The Wall Street Journal had an article that somewhat relates to this point (What We Learned From the NYSE, United Airlines Tech Outages, Jul 9). The article notes that old-fashion land line telephones had an uptime of 99.999% — that is, Ma Bell would leave you without a working phone only about five minutes out of every year. Of course, old school phone systems were regulated and nudge to that level of reliability by their overseers. Unregulated, private networks aren’t held quite to the same standard. The article claims that firms are generally unwilling to invest to the level that would raise their reliability to the level of a land line. It also notes that there are other things going on.
Today’s problems with reliability are more fundamental, a reflection of the complexity of contemporary networks, the volume of data, the pace of change, insufficient organizational and cultural practices, and a legacy of arcane and poorly written business software that traditionally put little emphasis on usability or customer experience.
Outages persist because of the interdependency of computer systems, fueled by the rise of digital services across all industries, particularly those with customer-facing software such as mobile apps, according to former NYSE Euronext CIO Paul Cassell, now CIO of Pico Quantitative Trading LLC.
Complexity clearly matters. The more systems interact, the greater the impact of poor reliability.
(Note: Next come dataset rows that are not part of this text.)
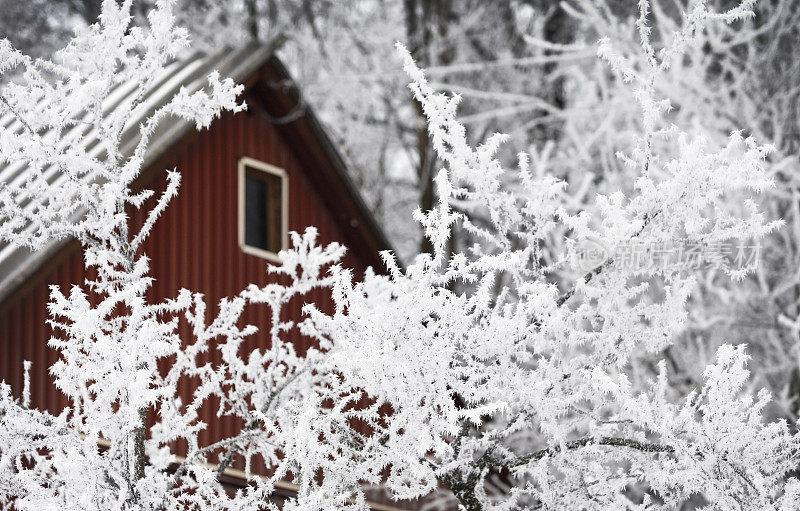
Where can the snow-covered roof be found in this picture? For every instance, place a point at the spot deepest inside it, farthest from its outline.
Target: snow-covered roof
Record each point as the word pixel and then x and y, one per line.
pixel 189 71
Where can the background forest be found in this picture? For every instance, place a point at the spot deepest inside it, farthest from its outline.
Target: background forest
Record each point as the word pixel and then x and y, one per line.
pixel 529 68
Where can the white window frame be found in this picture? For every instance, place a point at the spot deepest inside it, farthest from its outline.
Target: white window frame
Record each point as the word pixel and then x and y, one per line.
pixel 276 171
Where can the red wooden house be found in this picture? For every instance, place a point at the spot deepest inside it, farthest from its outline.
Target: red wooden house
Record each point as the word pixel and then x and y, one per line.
pixel 247 180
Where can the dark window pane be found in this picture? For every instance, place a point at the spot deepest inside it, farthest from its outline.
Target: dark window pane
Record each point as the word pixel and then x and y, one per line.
pixel 263 224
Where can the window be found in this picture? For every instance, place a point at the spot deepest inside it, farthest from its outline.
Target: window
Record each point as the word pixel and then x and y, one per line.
pixel 263 201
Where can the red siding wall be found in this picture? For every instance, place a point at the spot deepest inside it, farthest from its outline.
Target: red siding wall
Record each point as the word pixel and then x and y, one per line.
pixel 194 245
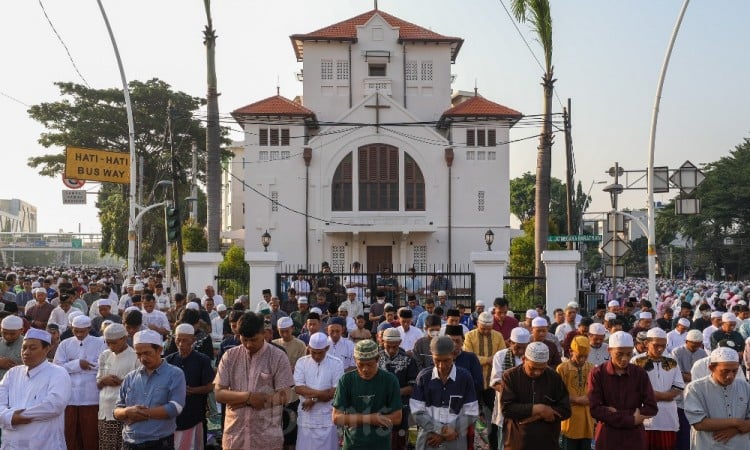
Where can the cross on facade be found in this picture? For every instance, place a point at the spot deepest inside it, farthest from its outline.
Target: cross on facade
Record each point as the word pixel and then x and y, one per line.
pixel 377 107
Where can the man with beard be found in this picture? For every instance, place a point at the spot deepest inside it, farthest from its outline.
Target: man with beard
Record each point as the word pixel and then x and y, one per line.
pixel 534 401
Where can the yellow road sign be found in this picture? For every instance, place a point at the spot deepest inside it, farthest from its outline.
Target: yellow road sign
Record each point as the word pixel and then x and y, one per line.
pixel 97 165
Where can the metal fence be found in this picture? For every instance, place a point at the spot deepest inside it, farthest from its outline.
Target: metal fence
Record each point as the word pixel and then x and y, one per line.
pixel 460 286
pixel 522 292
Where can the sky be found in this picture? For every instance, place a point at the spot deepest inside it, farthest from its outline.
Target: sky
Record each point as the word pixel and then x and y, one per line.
pixel 607 56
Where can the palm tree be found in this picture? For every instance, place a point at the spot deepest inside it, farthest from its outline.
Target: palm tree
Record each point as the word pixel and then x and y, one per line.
pixel 213 137
pixel 537 14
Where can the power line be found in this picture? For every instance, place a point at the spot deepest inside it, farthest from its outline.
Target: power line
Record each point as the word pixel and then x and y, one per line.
pixel 59 38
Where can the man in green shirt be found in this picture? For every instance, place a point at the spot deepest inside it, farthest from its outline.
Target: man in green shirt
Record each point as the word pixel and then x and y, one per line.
pixel 367 401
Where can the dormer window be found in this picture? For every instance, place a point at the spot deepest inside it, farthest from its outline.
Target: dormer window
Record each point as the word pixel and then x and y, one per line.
pixel 376 70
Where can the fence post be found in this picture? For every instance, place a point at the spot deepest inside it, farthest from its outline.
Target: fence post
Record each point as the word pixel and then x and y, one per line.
pixel 489 269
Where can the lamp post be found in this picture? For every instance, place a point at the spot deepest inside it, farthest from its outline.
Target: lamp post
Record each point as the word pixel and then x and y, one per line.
pixel 489 238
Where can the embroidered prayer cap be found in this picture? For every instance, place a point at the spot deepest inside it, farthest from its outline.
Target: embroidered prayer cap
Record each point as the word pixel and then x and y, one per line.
pixel 184 328
pixel 620 339
pixel 284 322
pixel 318 341
pixel 35 333
pixel 81 321
pixel 580 345
pixel 391 335
pixel 441 346
pixel 148 337
pixel 657 333
pixel 115 331
pixel 365 350
pixel 520 335
pixel 694 336
pixel 537 352
pixel 12 323
pixel 486 318
pixel 724 354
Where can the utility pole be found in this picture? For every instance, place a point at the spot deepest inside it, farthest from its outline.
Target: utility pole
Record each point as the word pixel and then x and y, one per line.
pixel 569 190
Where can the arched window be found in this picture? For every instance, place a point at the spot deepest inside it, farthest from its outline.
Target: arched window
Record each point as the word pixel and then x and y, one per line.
pixel 378 178
pixel 341 187
pixel 413 185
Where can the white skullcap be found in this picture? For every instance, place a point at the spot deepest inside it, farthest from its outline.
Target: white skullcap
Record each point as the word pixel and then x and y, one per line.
pixel 520 335
pixel 694 336
pixel 728 317
pixel 724 354
pixel 81 321
pixel 620 339
pixel 318 341
pixel 537 352
pixel 656 333
pixel 597 329
pixel 486 318
pixel 35 333
pixel 284 322
pixel 148 337
pixel 184 328
pixel 12 323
A component that achieves an Ivory soap level (i.e., 99.44%) of uptime of the time is generally available when needed. However, if a transaction requires that each of ten such components to be working. Things can get dicey. 0.994410 = 0.9454, so the chance of a transaction failing is much higher than the chance of any one component failing. To achieve “five nines” of reliability on at the transaction level, the reliability of each component must be much higher than 99.999%.
Complexity also complicates recovery. The more points at which failure can happen, the more difficult it can be to identify just what failed. More generally, even if the whole process doesn’t shut down, complexity can make it hard replicate particular failure modes. For example, short of having all its systems go kaput, United might have issues rebooking passengers traveling on a particular route who have bought a particular fare class through a particular travel agent. Knowing which variable drives the failure can be far from obvious.
Should we ever expect these private networks to match old-fashion phones? The article suggests not.
Underneath it all, the economics of falling prices carry a trade-off. Consumers get more for their money in the mobile, digital era, but that often leaves margin-stretched companies with fewer resources to invest in robustness and maintenance. Reliability is as much a function of business and risk management as it is about tech.
It is not clear that customers will pay for higher reliability — at least reliability that affects convenience as opposed to, say, safety. United’s computer systems may be balky but its plane don’t fall from the sky. A high failure rate on the latter would scare away customers. Uncertainty about system wide computer failures — even if they happen several times per year — don’t figure into the purchase decision in the same way. Unless customers are going to pay for admittedly small increases in reliability, firms are unlikely to break the bank to deliver those incremental gains.